Seventeenth-century Dartmoor did not need scientific explanations for what science could not yet name. Within days, a legend had taken hold across the parish, and it has never quite let go. The story said that the storm was no storm at all. The devil himself had come to Widecombe to collect on a bargain. A local gambler named Jan Reynolds (or Bobby Read, in the version told at the Tavistock Inn) had pledged his soul on a condition: if the devil ever found him asleep in church, Jan was lost. That Sunday afternoon, Jan was said to have dozed off in his pew with his pack of cards still clutched in his hand. The devil rode to claim him. He stopped first at the Tavistock Inn in nearby Poundsgate to ask directions. The landlady served a stranger in black with cloven feet, mounted on a jet-black horse. He ordered ale, and it hissed as it went down. He left coins on the bar that, after he rode away, turned to dried leaves. The mug bore a scorch mark for years.
The legend continues, as such legends do, with a flight across the sky. The devil tethered his horse to one of the pinnacles of Widecombe Church, seized the sleeping Jan, and rode away into the storm. As they passed over Birch Tor, the four aces from Jan's pack tumbled from his hand and fell to the moor. They are still there, the storytellers insist.
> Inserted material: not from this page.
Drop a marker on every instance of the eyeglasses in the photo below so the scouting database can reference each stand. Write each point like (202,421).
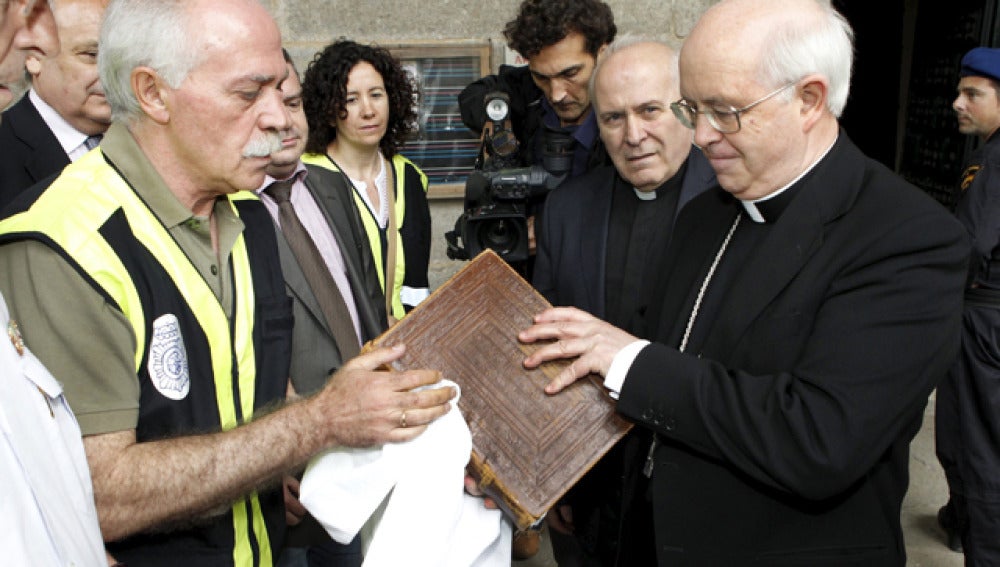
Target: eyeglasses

If you walk to the Warren House Inn and look out across the heather, you can see four ancient field enclosures cut into the slope of Birch Tor, each shaped, with a little imagination, like a card from a deck. Hearts. Diamonds. Spades. Clubs. The enclosures predate any cartography that could confirm the tale, and that is part of why the tale survives. Dartmoor keeps its old explanations alongside the new ones, and the rhyming boards in the church remember the four real parishioners who died that day, even as the moor outside remembers four imaginary aces.
Widecombe-in-the-Moor sits in a green basin ringed by tors, a village that gave its name to the folk song every English schoolchild has heard at some point in their life. The church of St Pancras still stands, its 120-foot tower visible for miles across the moor, which is why it earned the nickname the Cathedral of the Moor. The damage from 1638 was repaired over the following years, the boards installed, the prayers continued. What happened on that October afternoon was eventually understood by meteorologists as a probable case of ball lightning, the rare, glowing plasma phenomenon that still resists complete scientific explanation. The villagers who saw it had no such vocabulary. They knew what they had witnessed, and they wrote it down honestly, with names and details, in the language available to them. Four hundred years later, the church doors are open to anyone who wants to read those names.
Widecombe-in-the-Moor sits at 50.577N, 3.811W on the eastern flank of Dartmoor in Devon. Cruise the area at 3,000 to 5,000 feet for the best look at the church tower of St Pancras rising from its green basin, with the open heather and tors of Dartmoor stretching to the south and west. Exeter Airport (EGTE) lies about 15 nautical miles to the northeast and makes the natural arrival point. Plymouth City Airport (EGHD) lies further south. Watch for the granite tors of Haytor and Hound Tor to the south-east and Birch Tor, with its ace-shaped enclosures, to the north.